APPLICATION OF CYCLIC ION MOBILITY MASS SPECTROMETRY FOR HIGH PEAK CAPACITY SEPARATIONS OF NATIVE AND DEUTERATED PEPTIDE MIXTURES

Importance of the Topic

Integrating cyclic ion mobility with mass spectrometry addresses the need for high peak capacity separation in proteomics and structural studies. Rapid separations minimize sample consumption and reduce analysis times while preserving structural information in native and deuterated peptides.

Objectives and Study Overview

This study evaluated the performance of a SELECT SERIES cyclic ion mobility device coupled to a quadrupole time-of-flight mass spectrometer for rapid separation of enolase digest, model peptide P1 and myoglobin.

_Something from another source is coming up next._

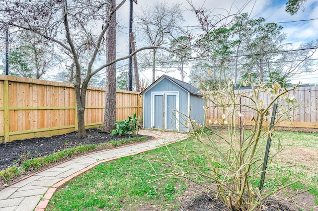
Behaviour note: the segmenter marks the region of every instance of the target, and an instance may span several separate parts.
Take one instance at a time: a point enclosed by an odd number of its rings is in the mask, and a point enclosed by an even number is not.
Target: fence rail
[[[51,136],[77,130],[73,84],[0,75],[0,143]],[[142,119],[139,92],[116,91],[117,120],[137,113]],[[105,89],[88,87],[85,125],[102,125]]]
[[[246,96],[252,94],[251,90],[243,89],[239,91],[241,94],[244,93]],[[280,127],[318,128],[318,87],[300,86],[292,91],[292,93],[295,96],[298,106],[288,113],[288,116],[290,119],[288,121],[281,121],[275,125]],[[270,101],[269,98],[269,95],[260,94],[259,98],[264,101],[264,106],[268,105]],[[241,99],[241,107],[243,108],[241,120],[245,125],[250,125],[253,114],[251,109],[246,108],[247,106],[251,105],[252,102],[247,98],[242,97]],[[285,103],[283,100],[279,101],[279,104],[282,105],[282,107],[291,108],[291,106]],[[208,106],[209,107],[207,111],[208,122],[210,120],[213,123],[216,121],[222,120],[222,107],[216,106],[211,101],[208,102]],[[238,120],[237,119],[237,121],[238,123]]]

Key aims were to compare infusion and fast liquid chromatography modes, explore multi-pass mobility resolution and assess deuterium retention under gas-phase conditions.

Methodology and Instrumentation

An enolase tryptic digest, a fully deuterated backbone model peptide and myoglobin were analyzed using rapid UPLC on a BEH C18 column and direct infusion. The cyclic IMS device provided 1 to 10 passes around a 98 cm path with nitrogen as mobility gas and helium at the entrance. Data were acquired with MassLynx and processed in DriftScope.

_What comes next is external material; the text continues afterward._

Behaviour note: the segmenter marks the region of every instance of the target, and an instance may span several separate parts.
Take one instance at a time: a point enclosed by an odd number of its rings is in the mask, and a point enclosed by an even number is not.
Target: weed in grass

Main Results and Discussion

The cyclic IMS consistently achieved higher ion mobility resolution and peak capacity, fully disentangling overlapping isotope clusters in a congested m/z region. Infusion-only experiments detected comparable peptide coverage to rapid LC-MS. Controlled experiments on model peptide P1 revealed that backbone amide deuteriums remained stable across multiple passes while labile sidechain deuteriums exchanged. Multi-pass separation uncovered additional conformational families of myoglobin ions correlating with distinct deuterium uptake.

Benefits and Practical Applications

• Accelerated proteomic and HDX-MS workflows with minimal chromatography
• Enhanced resolution of complex mixtures under rapid analysis
• Structural insights from gas-phase conformations and deuterium labeling

Future Trends and Opportunities

Advances may include coupling cyclic IMS with advanced fragmentation techniques, automated multi-dimensional separations and expanded gas-phase chemistries to further probe protein dynamics. Integration into high throughput workflows will broaden applications in structural proteomics and QC analyses.

Conclusion

Cyclic IMS in single and multi-pass modes offers a powerful tool for rapid high peak capacity separations while preserving critical deuterium labeling. This approach enhances structural analysis of native and labeled peptides and proteins in accelerated proteomic workflows.